SNSを使えば、世界中どこにいても知人に近況を報告しあえる。しかし便利な一方で、ネガティブな感情を刺激することもあるようだ。
ロシアの情報セキュリティー会社「カスペルスキー研究所」が1月12日、「ソーシャルメディアが人々に及ぼす影響」という調査結果を発表した。SNSを利用する42%が「友達が自分よりも多くの『いいね!』の数が多いと嫉妬する」と回答していることがわかった。
結婚、子供、旅行、休暇などのリア充要素に嫉妬
調査は2016年に、日本やアメリカなどを含む世界18か国の16歳以上の男女1万6750人を対象に実施。SNSを利用する理由として、「自分が楽しいと感じたこと」(61%)や「趣味」(54%)などが挙がっており、前向きな使い方をしようという姿勢がうかがえる。

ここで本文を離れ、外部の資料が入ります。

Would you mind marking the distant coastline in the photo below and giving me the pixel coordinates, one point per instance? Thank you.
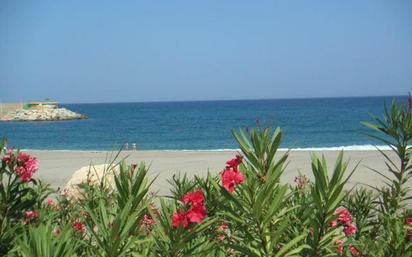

だが「あなたが嫌な気分になった理由は何ですか?」という質問には、「迷惑な広告」(72%)、「誰かから『友達削除』された」(61%)、「自分の誘われていないパーティーやイベントに友達が行っているのを見た」(59%)の回答が上位を占めている。
さらに、共同通信は24日、日本で回収された1000人の回答を紹介。SNSで嫌な気分になった理由(複数回答)の1位は「他人が自分より良い人生を送っていることを知った(結婚、子供、旅行、休暇)」(54%)、2位が「迷惑な広告」(48%)、3位が「友達が楽しい休暇の写真を投稿した」(43%)となっている。日本人の半数以上の人が、他の人がSNSに投稿する楽しそうな状況を見て嫉妬を感じていることがうかがえる。
この調査結果に関して同日に2ちゃんねるに立ったスレッドでは、「まあリアルで成功したやつが知り合いにいると凹むわな 嫉妬はしないけどさ」といった声が寄せられた。たしかに、自分の人生が上手くいっていないときに友人のキラキラした様子を見るのは辛いだろう。
10人に1人が「いいね!」の数を増やすため事実を誇張するという調査結果も
一方で、わざわざ自分からSNSを見ておいて他人の投稿に落ち込むのはおかしい、という指摘もあった。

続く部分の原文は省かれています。